Optional image preview tools (Pillow + matplotlib) as an extra:

pip install "conformal-clip-data[standalone]"

Install from source:

git clone https://github.com/fmegahed/conformal-clip-data.git
cd conformal-clip-data
pip install -e .
# with preview tools: pip install -e .[standalone]

Quick Start

from conformal_clip_data import textile_simulated_root, nominal_dir, local_dir, global_dir

# Access the textile dataset root
textile_path = textile_simulated_root()
print(f"Textile dataset location: {textile_path}")

# Access specific image categories
print(f"Nominal images: {nominal_dir()}")
print(f"Local defect images: {local_dir()}")
print(f"Global defect images: {global_dir()}")

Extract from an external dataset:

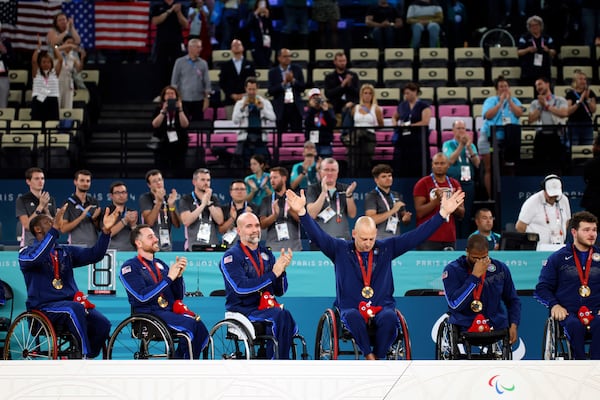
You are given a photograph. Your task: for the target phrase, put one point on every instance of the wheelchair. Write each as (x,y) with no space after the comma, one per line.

Quick Image Peek (optional)

If you installed the optional extras ([standalone]), you can quickly visualize a few samples:

from conformal_clip_data import nominal_dir, local_dir, global_dir
import random
from PIL import Image
import matplotlib.pyplot as plt

samples = []
for d in [nominal_dir(), local_dir(), global_dir()]:
    files = list(d.glob("*.jpg"))
    samples += random.sample(files, k=min(3, len(files)))

cols = 3
rows = (len(samples) + cols - 1) // cols
plt.figure(figsize=(12, 4 * rows))
for i, f in enumerate(samples, 1):
    plt.subplot(rows, cols, i)
    plt.imshow(Image.open(f), cmap="gray")
    plt.title(f.parent.name + " / " + f.name)
    plt.axis("off")
plt.tight_layout()
plt.show()

Verify Installation

Note on names (PEP 503 normalization):

  • We publish as conformal-clip-data; pip also accepts conformal_clip_data and resolves to the same project.

Quick check in your shell:

python -c "import conformal_clip_data as c, sys; print(c.__version__); print(c.__file__); print(sys.executable)"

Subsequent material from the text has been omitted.